Example: Invented in 1979 by Howard Garns; became globally popular after 2004.
12. Nonogram
A logic puzzle (also called Picross or griddler) where numerical clues paint cells to form an image.
Example: A 10×10 nonogram with numbers 3,2,1 in a row means: three painted cells, gap, two painted, gap, one painted.
13. Magic square
A grid where all rows, columns, and diagonals sum to the same number.
Example: The 3×3 Lo Shu Square dates to ancient China; the magic constant is 15.
14. Cryptarithm
A puzzle where letters stand for digits in an arithmetic problem.
Example: SEND + MORE = MONEY has a unique solution: S=9, E=5, N=6, D=7, M=1, O=0, R=8, Y=2.
15. Greens
In NumGrid (and Wordle), feedback indicating the correct digit in the correct position.
Example: Color: vivid green.
16. Yellows
Feedback indicating the digit IS in the answer but in a different position.
Example: Color: gold/amber.
17. Grays
Feedback indicating the digit is not in the answer at all.
Example: Color: muted gray.
18. Information density
A measure of how much you learn per guess. Higher is better.
Example: Opening with 5 distinct digits maximizes information density.
19. Search space
The set of all candidates that still satisfy the known constraints.

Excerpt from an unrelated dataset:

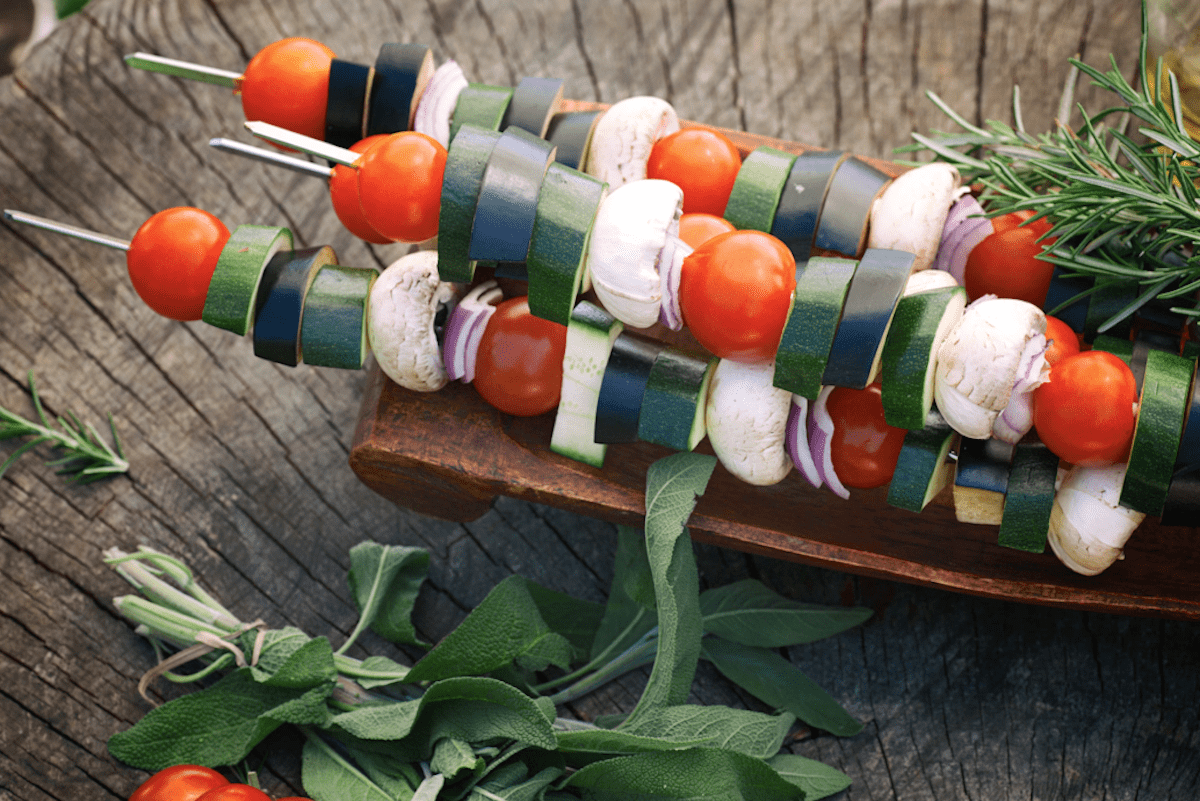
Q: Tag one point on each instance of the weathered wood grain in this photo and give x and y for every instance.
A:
(240, 467)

Example: NumGrid begins at 100,000; the digit-sum hint cuts to ~3,000; a good first guess to ~50.
20. Deduction game
A game where the player infers a hidden state from feedback over multiple turns.
Example: Mastermind, Bulls and Cows, NumGrid, Cluedo.

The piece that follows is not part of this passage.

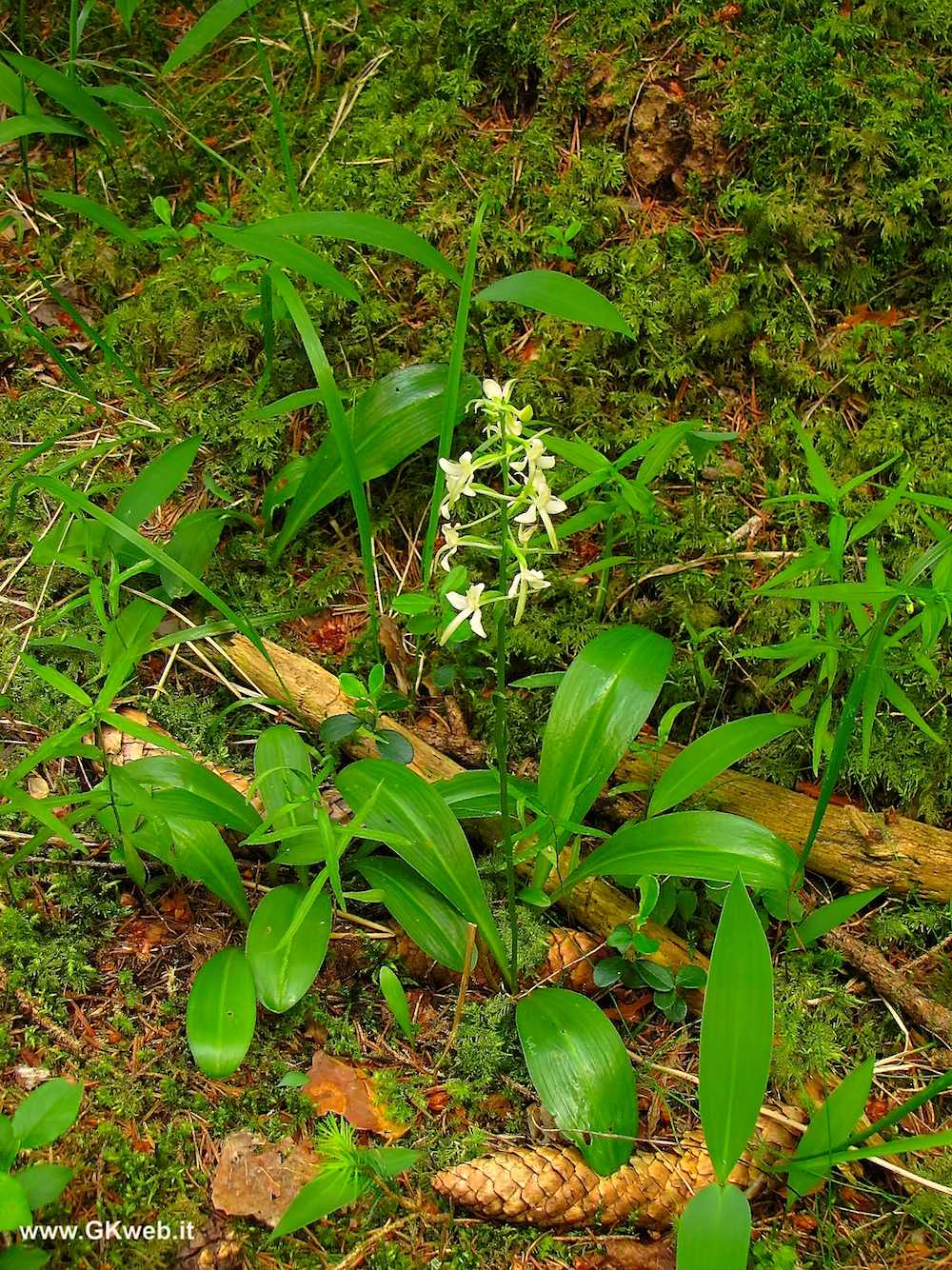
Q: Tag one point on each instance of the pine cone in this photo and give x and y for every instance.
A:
(552, 1186)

How NumGrid uses these terms
Every NumGrid daily puzzle shows two free hints derived from elementary number theory: digit sum and parity. Those two facts alone cut the 100,000-candidate search space to a few thousand before you make your first guess — turning the game from pure guessing into a constraint-satisfaction puzzle in the spirit of Mastermind.